I think Gertrude Stein saw that the English of her time was growing moribund, set in its ways, and therefore losing vitality. I think that her transfer of Elizabethan constructions and rhetorical devices was a conscious attempt to revitalize the language. It was not an experiment that either Anderson or Hemingway picked up.

Three Lives prodded me into thinking about words in combination, about new uses of words, and of unusual ways to express thoughts that we often smother in phrases worn smooth into near meaninglessness. Her work had the same effect on Sherwood Anderson.

Tender Buttons was Stein’s first experimental work of the kind that stamped her reputation as a writer of gibberish. There is much of Stein’s work that I find incomprehensible and pretentious, but Tender Buttons is not one. The work has no meaning but for writers it has significance. It is divided into three sections, “Objects,” “Food,” and “Rooms,” and each consists of a collection of “descriptions.”

Consider, for example, a paragraph titled, “A Drawing.” “The meaning of this is entirely and best to say the mark, best to say it best to show sudden places, best to make bitter, best to make the length tall and nothing broader, anything between the half.”

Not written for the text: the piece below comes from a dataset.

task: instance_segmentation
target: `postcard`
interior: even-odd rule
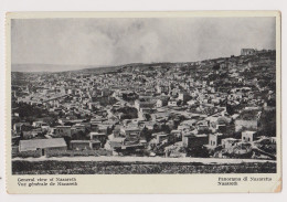
[[[280,192],[279,11],[6,28],[8,193]]]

When Anderson read Tender Buttons he was led to create his own arbitrary word combinations to see the effects of their interactions. In A Story Teller’s Story, Anderson wrote: “How significant words had become to me! How it [Tender Buttons] had excited me! Here was something purely experimental and dealing with words separated from sense—in the ordinary meaning of the word sense—an approach I was sure poets were often compelled to make. Was it an approach that would help me? I decided to try it.”

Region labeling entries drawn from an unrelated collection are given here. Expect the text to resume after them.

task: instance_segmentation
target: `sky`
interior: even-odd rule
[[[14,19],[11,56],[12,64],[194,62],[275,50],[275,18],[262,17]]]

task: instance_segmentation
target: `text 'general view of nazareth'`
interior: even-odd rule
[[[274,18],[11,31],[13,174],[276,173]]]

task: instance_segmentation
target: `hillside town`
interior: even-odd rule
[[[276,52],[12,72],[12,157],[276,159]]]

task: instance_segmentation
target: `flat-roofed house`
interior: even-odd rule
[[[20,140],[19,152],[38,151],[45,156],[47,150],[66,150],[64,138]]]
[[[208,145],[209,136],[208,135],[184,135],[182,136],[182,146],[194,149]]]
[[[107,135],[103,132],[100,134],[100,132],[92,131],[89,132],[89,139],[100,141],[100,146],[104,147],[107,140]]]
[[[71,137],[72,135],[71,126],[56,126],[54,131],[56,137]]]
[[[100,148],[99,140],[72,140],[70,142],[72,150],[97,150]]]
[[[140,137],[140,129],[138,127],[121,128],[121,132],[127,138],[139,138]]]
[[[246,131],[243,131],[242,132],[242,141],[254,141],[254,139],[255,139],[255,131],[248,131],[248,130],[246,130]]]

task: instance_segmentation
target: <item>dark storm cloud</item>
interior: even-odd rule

Anderson wrote hundreds of pages of word exercises in the manner of Tender Buttons, and threw them away. During the time he was making these experiments, Anderson visited the studio of a friend, the painter Felix Russman. Russman took Anderson into his studio to show him his paints. “He laid them out on a table before me . . . I shifted the little pans of color about, laid one color against another. . . Suddenly there flashed into my consciousness, for perhaps the first time in my life, the secret inner world of the painters . . . the words used by the tale-teller were as the colors used by the painter.”